Yep, this is where all the dire warnings about how your beautiful child can be seriously injured are located. Really, read through these. Some manufacturers only have a few warnings; others think the sky is falling and just about everything will harm your child. It’s only their attorneys looking out for their best interests. Look out for your best interests and read ‘em anyway.

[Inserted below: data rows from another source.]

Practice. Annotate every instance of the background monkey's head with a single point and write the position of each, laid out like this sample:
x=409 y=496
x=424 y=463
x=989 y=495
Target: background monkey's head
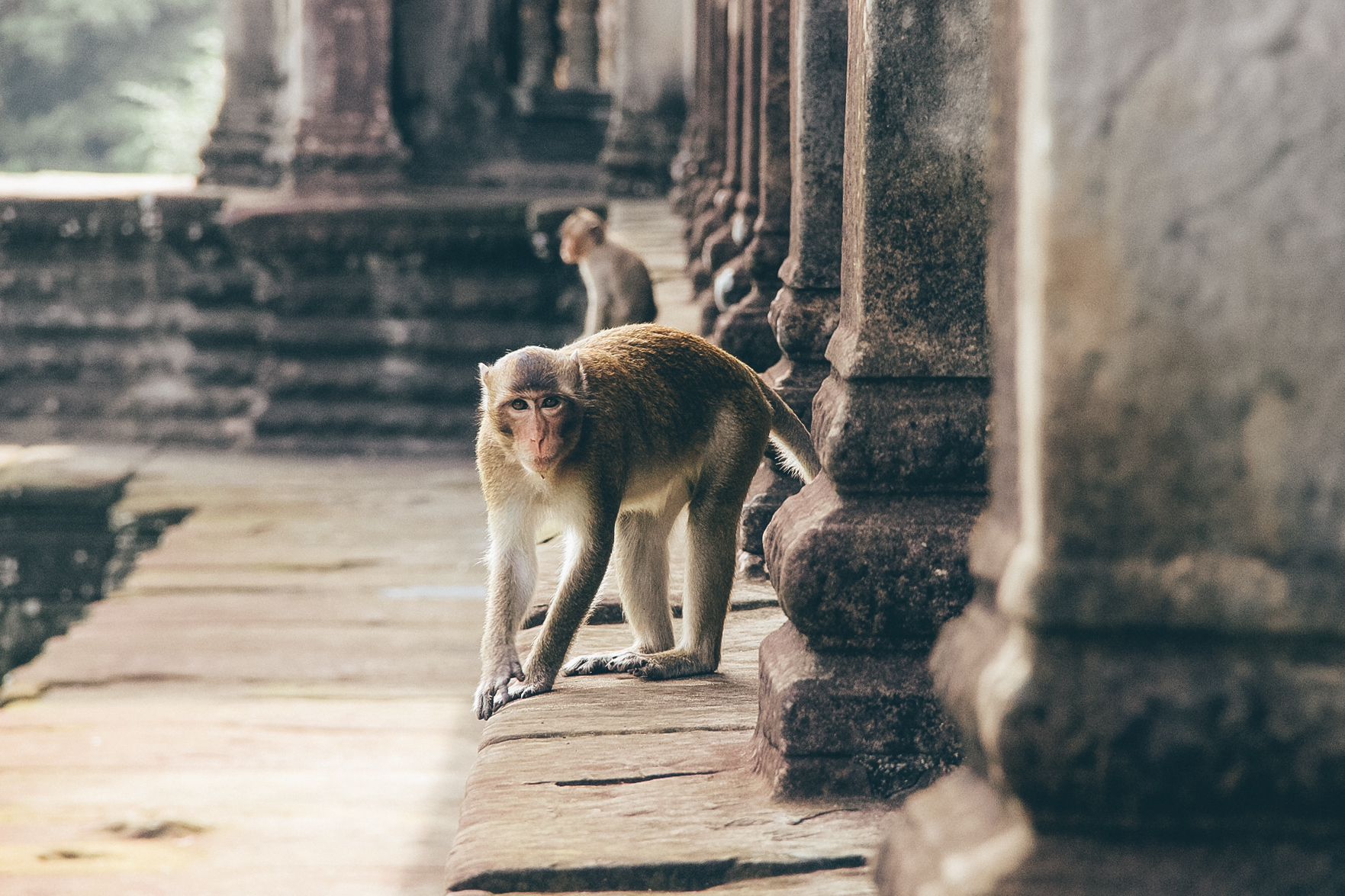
x=580 y=232
x=534 y=400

Your carseat will be broken out into a labeled picture or two. Look this one over and make sure you have all the parts. This diagram tells you what that thingamabob is called and where to store your lower LATCH connectors and top tether, if you have one on your carseat (infant seats don’t have them).
Seat Belt Systems
The manual has to have this part in there. That’s because some people don’t have their vehicle manuals any more. If you have your vehicle manual, read the section there about installing child restraints. Flip back to the index and look under “child restraint,” “carseat,” “child,” “top tether,” “seat belt,” or something similar. In this section, you’ll find out how your seat belts lock to hold in a carseat and if your vehicle has LATCH anchors or top tethers (your vehicle can have top tethers without lower anchors if it’s an older vehicle). If you don’t have your vehicle manual, buy one off eBay. Seriously. How can you not have a vehicle manual?
There will be 2 parts to the installation section: installing the carseat with LATCH (that’s Lower Anchors and Tethers for CHildren) and installing the carseat with the vehicle’s seat belt. If it’s not made clear in the carseat manual, choose ONE method only that applies to the seating position you’ve chosen in your back seat and follow that method. If you have a carseat with different ways of installing it, like a convertible that can be installed rear-facing or forward-facing, follow the method of installation (LATCH or seat belt) for the correct direction of the carseat.

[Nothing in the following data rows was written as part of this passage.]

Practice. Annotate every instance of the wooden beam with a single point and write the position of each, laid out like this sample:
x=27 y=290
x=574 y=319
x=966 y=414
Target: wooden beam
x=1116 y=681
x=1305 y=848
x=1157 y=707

For the most part, all you need to know is the daily use of the carseat. How do you tighten/loosen the harness and open/close the buckles? You could probably figure this out all on your own or by looking at the diagrams page. Some carseats have puzzle buckles where you must line the buckle tongs up together before inserting them into the buckle, but those are few and far between. Less frequent is knowing how to change harness slot height or buckle position, if that’s an option. For most instruction manuals, those directions are near the end of the manual, but they will be listed in the table of contents.
How to wash the cover is usually on one of the last pages, as is caring for the harness. If in doubt or you can’t find instructions on how to care for the cover or the harness, look for tags. Covers can always be hand-washed in gentle detergent and air dried (rolling in a towel helps remove excess water). Harnesses should never be machine washed or submerged. Take a damp washcloth and wipe clean. Some manufacturers allow a mild diluted soap to be used, but remember that you can’t submerge the harness to rinse it off, so it’s best to do what you can with a washcloth. Contact the manufacturer directly for harness washing instructions. The number is on a sticker on the side of the carseat.
So, didn’t you just basically read the whole darn manual? Well, yeah. But there are some things that you need to pay more attention to *right now* than others, right? Like, are you changing the harness height every day? No. So tuck that section back in your memory and remember things like the harness is always below the shoulders when rear-facing and always above the shoulders when forward-facing and you’re golden.